O Tribunal Central de Lisboa condenou esta sexta-feira a nove anos de prisão um homem, de 63 anos, acusado de recorrer à identidade do filho e forjar os seus documentos para cometer burlas em valor superior a 150 mil euros.

Segundo o despacho de acusação, o arguido executou, entre 2005 e 2008, um plano que passou pela utilização ilícita de cópias do bilhete de identidade e do cartão de contribuinte do filho, para abrir contas bancárias, solicitar e usar cartões de crédito, celebrar contratos de crédito para empréstimos pessoais ou aquisição, registo e venda de veículos e contratar seguros.

O coletivo de juízes deu como provada, na globalidade, a acusação do Ministério Público.

O homem, investigador de sinistros, foi condenado por 23 crimes, 18 de falsificação de documentos e cinco de burla qualificada, a uma pena de 35 anos e nove meses, tendo o coletivo de juízes aplicado, em cúmulo jurídico, a pena única de nove anos de prisão.

O tribunal determinou que Carlos Tomaz pague quase 73 mil euros de indemnizações cíveis: mais de 57.500 euros a instituições financeiras e de crédito e 15 mil euros ao filho.

Em julgamento, o arguido negou ter recorrido à identidade do filho, enquanto a vítima disse, por seu lado, que nunca celebrou tais contratos, acrescentando desconhecer ter em seu nome vários carros, seguros de automóveis, créditos pessoais ou cartões de crédito.

«Não foi o assistente [filho] que assinou tais contratos e assumiu essas responsabilidades.

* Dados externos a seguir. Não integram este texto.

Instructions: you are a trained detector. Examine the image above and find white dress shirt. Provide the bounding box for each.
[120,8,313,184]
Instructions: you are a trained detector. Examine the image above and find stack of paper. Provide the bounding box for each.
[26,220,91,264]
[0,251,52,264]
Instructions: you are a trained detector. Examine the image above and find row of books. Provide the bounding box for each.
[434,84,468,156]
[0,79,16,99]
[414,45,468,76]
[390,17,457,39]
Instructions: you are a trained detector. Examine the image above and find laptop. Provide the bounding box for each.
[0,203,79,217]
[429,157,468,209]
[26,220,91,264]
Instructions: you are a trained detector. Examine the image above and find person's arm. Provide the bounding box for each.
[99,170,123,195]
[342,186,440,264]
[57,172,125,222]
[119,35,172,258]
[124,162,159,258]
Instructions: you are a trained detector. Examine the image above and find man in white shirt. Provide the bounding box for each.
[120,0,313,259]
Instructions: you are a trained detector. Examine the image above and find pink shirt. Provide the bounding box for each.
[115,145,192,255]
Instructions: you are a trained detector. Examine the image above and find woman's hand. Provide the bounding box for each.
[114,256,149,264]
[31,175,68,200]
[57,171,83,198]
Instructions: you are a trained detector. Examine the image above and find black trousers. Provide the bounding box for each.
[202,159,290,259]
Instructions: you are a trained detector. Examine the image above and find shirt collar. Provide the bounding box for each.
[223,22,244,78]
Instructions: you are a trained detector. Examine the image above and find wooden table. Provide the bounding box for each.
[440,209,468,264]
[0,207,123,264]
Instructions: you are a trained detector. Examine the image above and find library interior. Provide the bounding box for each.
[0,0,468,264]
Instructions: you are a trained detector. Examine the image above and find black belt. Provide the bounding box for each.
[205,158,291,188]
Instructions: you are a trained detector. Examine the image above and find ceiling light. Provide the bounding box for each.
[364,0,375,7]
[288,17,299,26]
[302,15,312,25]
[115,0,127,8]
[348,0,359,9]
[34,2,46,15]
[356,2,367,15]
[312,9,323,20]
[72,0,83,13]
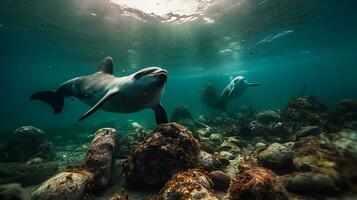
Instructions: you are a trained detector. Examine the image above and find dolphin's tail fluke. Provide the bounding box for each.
[31,91,64,114]
[248,83,263,87]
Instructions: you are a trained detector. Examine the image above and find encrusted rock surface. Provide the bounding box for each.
[154,169,218,200]
[258,143,294,171]
[0,126,55,162]
[229,167,288,200]
[83,128,117,189]
[124,123,200,189]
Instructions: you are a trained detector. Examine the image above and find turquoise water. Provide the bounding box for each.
[0,0,357,130]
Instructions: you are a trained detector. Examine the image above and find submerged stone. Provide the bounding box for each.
[154,169,218,200]
[284,172,339,195]
[258,143,293,171]
[209,171,231,191]
[257,110,280,124]
[124,123,200,189]
[229,167,288,200]
[0,183,29,200]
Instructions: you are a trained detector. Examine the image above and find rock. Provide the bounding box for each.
[217,155,230,166]
[219,141,240,152]
[197,151,219,171]
[201,83,220,109]
[336,99,357,121]
[257,110,280,124]
[293,155,317,172]
[26,158,43,164]
[333,130,357,192]
[124,123,200,189]
[295,126,321,139]
[201,139,219,153]
[227,136,240,146]
[219,151,235,160]
[333,130,357,159]
[281,97,330,130]
[0,183,29,200]
[84,128,117,190]
[209,133,223,145]
[0,126,55,162]
[293,136,337,174]
[109,194,129,200]
[258,143,293,171]
[255,142,266,149]
[154,169,218,200]
[248,120,290,141]
[284,172,339,194]
[0,162,58,186]
[170,106,193,122]
[229,167,288,200]
[31,170,93,200]
[210,171,231,191]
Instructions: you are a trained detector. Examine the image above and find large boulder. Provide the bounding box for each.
[257,110,280,124]
[0,183,29,200]
[154,169,218,200]
[336,99,357,121]
[281,96,331,130]
[0,126,55,162]
[284,172,339,195]
[258,143,294,171]
[31,128,116,200]
[170,106,193,122]
[229,167,288,200]
[0,162,58,186]
[124,123,200,188]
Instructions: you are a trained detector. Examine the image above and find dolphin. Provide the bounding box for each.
[218,76,262,109]
[31,57,168,124]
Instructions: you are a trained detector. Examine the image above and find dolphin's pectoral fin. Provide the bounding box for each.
[248,83,263,87]
[152,104,169,124]
[79,88,119,121]
[228,86,234,97]
[98,57,113,74]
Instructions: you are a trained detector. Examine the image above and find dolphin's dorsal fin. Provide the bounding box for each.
[98,57,113,74]
[79,87,119,121]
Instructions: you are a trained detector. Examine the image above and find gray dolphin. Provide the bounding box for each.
[218,76,262,108]
[31,57,168,124]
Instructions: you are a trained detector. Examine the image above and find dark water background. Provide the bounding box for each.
[0,0,357,130]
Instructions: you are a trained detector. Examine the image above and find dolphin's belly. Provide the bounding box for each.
[80,89,161,113]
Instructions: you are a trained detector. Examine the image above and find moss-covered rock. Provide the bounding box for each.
[124,123,200,188]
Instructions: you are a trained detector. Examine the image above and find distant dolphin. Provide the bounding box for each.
[31,57,168,124]
[218,76,262,108]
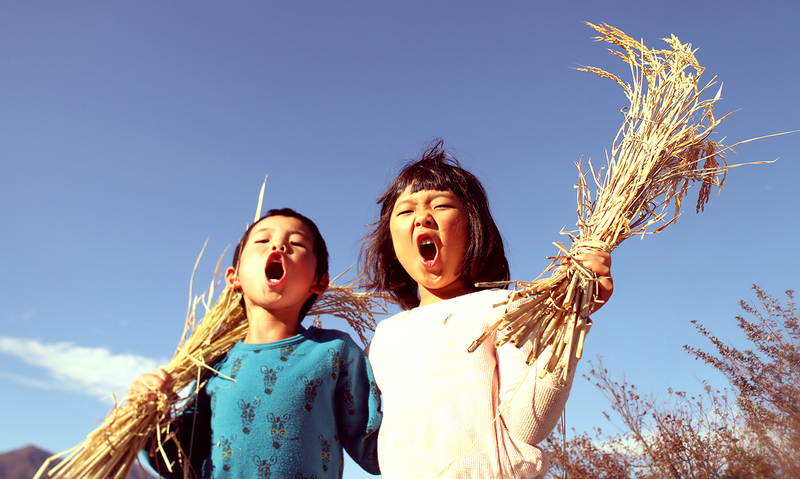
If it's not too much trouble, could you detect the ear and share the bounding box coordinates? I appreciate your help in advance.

Foi o arguido que praticou os factos que estão na acusação», frisou o coletivo de juízes, de acordo com a Lusa.

Segundo o presidente do coletivo, «é muito elevada a culpa do arguido. Fê-lo deliberadamente e em prejuízo do próprio filho, através de esquemas ilícitos e em própria e egoísta saúde financeira, só para exibir carros de gama alta, à custa do nome do filho. Há a maior censura e enorme culpabilidade».

No final da leitura do acórdão, o juiz presidente pediu ao arguido para «pensar seriamente», acrescentando que a «pena é grande, mas a gravidade daquilo que fez é muita».

À saída do Campus da Justiça, o filho do arguido referiu que o processo ainda não terminou, mas afirmou «que se fez justiça».

O seu advogado disse, por seu lado, que o seu constituinte está agora «mais aliviado e liberto», mas adiantou que não vai ser fácil o jovem refazer a sua vida, pois, ainda hoje, é difícil abrir uma conta bancária ou ter um cartão multibanco.

Túlio Araújo acrescentou que só com esta decisão é que o nome do seu constituinte começou a ficar limpo.

Contactada pela Lusa, a advogada do arguido, Carla Bettencourt, referiu que vai recorrer da decisão. O arguido, entretanto, vai aguardar o decorrer do processo em liberdade.

Carlos Tomaz já havia sido condenado em 2013 pelo mesmo tipo de crimes a quatro anos e quatro meses de prisão, pena suspensa na sua execução por igual período, por ter comprado um veículo em nome de uma médica.

Caso a pena a que foi condenado transite em julgado, o arguido terá de cumprir as duas penas, uma vez que a anterior suspensão deixa de existir.